ABA House to Vote on Uniform Bar Exam

February 2nd, 2016 / By

Originally published on Above the Law.

Non-lawyers are encroaching on legal services traditionally offered by lawyers. Technology is changing how lawyers and clients think about value. Law schools have created a mismatch between the number of graduates and entry-level legal jobs. Throughout it all, regulators across the country are actively grappling (and griping) about how best to address these extraordinary circumstances.

While proposed actions or inactions cause sharp disagreements around the country about how to move the profession forward in the 21st century, one common-sense action shouldn’t: adopting the Uniform Bar Exam. Next Monday, the ABA’s House of Delegates will consider a resolution from the ABA’s Law Student Division that calls for all jurisdictions to adopt this portable exam. The House should support this measure, and all jurisdictions should adopt the UBE as quickly as possible.

The current bar exam structure needlessly burdens mobility. Has your spouse been relocated? Do you have an opportunity at a new firm? Better hope your new state has a reciprocity agreement and that you qualify. Otherwise, you will need to endure an exam that, like the one you already passed, tests minimal competency not jurisdictional intricacies.

For students, it’s even more ridiculous. Law students must choose a jurisdiction before they graduate. While two-thirds of graduates find work in their school’s state, half of graduates don’t find a job until after graduation. More than a quarter don’t find a job until after they receive their bar results. In a tough job market with mountains of debt and stagnant salaries, you are expected by your elders to commit to a state before an employer will commit to you.

The states that have discussed the UBE often point to their “specialties” or key procedural differences to justify non-adoption. If legal practice significantly varied by state, it may be easier to believe. But their core concern is naked protectionism. There is no empirical support for assertions that rejecting the UBE increases work or salaries in the state. As is often the case, fear serves as a substitute for evidence. The only thing these states should fear, however, is that maintaining outdated walls without reasonable concessions will only sharpen political opposition and lessen credibility.

The UBE presents a solution for law students and recent graduates that’s welcomed by many legal educators, regulators, and practitioners, as well as the ABA Section of Legal Education — the accreditor of law schools — which endorsed the Law Student Division’s resolution as a co-sponsor. The two-day test consists of the components that already make up many state exams now: the Multistate Essay Examination (MEE), two Multistate Performance Test (MPT) tasks, and the Multistate Bar Examination (MBE).

Jurisdictions still retain control. The UBE states can (and do) set different minimum passing scores. Several UBE states also require an additional test, course, or some combination of the two to ensure jurisdiction-specific competency. States can also determine how long they’ll accept incoming UBE scores for transfer.

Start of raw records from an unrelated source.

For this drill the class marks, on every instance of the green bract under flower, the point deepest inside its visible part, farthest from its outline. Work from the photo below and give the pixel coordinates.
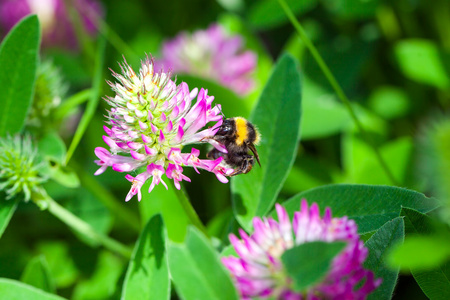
(18, 167)
(49, 90)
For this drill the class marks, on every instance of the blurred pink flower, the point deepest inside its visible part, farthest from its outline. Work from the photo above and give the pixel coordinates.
(151, 119)
(211, 54)
(259, 272)
(56, 26)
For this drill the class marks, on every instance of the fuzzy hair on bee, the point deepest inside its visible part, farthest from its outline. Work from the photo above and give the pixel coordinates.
(238, 136)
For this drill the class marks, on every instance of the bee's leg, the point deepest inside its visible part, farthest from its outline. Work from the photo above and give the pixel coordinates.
(245, 164)
(215, 154)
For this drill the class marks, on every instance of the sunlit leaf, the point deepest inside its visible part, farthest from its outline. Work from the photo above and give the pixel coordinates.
(197, 271)
(422, 61)
(103, 283)
(369, 205)
(19, 54)
(16, 290)
(167, 204)
(389, 234)
(428, 250)
(278, 108)
(148, 275)
(268, 13)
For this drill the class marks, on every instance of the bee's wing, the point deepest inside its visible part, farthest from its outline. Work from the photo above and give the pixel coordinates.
(252, 147)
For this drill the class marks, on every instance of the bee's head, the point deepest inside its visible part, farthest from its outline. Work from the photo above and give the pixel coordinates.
(228, 128)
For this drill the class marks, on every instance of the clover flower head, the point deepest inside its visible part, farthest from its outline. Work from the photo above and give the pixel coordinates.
(19, 167)
(259, 272)
(150, 120)
(57, 28)
(211, 53)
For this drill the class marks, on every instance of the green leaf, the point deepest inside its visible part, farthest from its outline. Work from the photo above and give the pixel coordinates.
(423, 61)
(353, 9)
(268, 13)
(435, 282)
(278, 109)
(18, 62)
(51, 147)
(37, 274)
(308, 263)
(389, 102)
(60, 262)
(103, 282)
(424, 248)
(148, 275)
(361, 165)
(15, 290)
(65, 176)
(232, 104)
(167, 204)
(420, 253)
(389, 234)
(87, 207)
(91, 106)
(197, 271)
(7, 209)
(369, 205)
(52, 151)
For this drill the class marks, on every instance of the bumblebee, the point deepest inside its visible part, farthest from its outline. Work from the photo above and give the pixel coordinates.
(238, 136)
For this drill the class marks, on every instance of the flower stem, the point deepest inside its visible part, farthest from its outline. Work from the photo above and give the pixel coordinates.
(190, 212)
(81, 226)
(335, 85)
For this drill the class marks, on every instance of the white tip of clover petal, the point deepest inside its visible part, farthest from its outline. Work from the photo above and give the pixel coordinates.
(143, 125)
(107, 130)
(139, 113)
(169, 127)
(163, 118)
(161, 138)
(123, 167)
(150, 116)
(131, 106)
(150, 151)
(193, 93)
(137, 155)
(134, 145)
(174, 112)
(154, 128)
(110, 142)
(179, 137)
(133, 134)
(146, 139)
(128, 118)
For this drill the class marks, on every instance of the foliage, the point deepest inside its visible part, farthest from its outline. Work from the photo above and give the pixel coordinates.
(378, 157)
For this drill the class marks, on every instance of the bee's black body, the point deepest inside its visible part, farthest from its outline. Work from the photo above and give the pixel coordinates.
(238, 136)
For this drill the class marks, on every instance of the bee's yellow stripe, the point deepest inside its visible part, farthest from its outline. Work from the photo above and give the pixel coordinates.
(241, 131)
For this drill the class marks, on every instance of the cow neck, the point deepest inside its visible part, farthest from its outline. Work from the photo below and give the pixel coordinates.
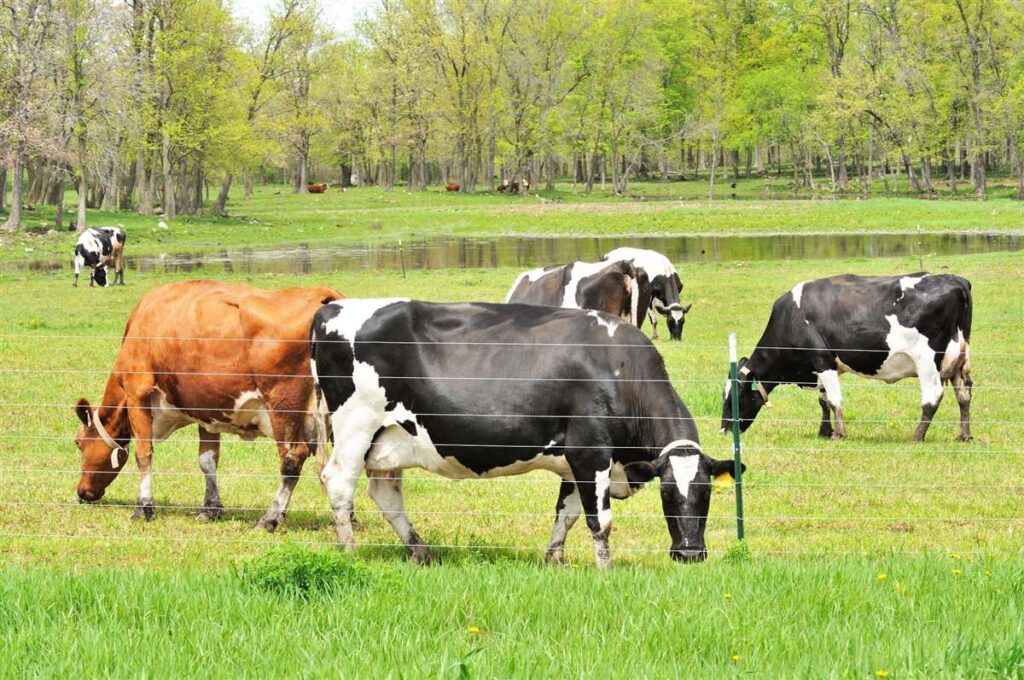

Last May appears to have been the turning point for UBE advocates. New York adopted the UBE for administrations beginning in July 2016. And what happens in New York tends to not stay in New York. As Above the Law previously reported:

When the Multistate Bar Exam (MBE) was first introduced in 1972, it was only administered by 11 jurisdictions until New York adopted it … [O]nce New York agreed to administer the MBE, more jurisdictions followed suit; today, the MBE is administered by all but two U.S. jurisdictions (Louisiana and Puerto Rico).

Already New Mexico, Iowa, and South Carolina hopped on board for the UBE. As of today, 19 states have adopted the UBE. With Washington, D.C., Vermont, Massachusetts, and New Jersey taking important steps towards adoption, the number will grow.

Delegates to the House should rightfully support the call for this needed measure. We live in a mobile society. There’s no need to keep the legal profession in the 19th century.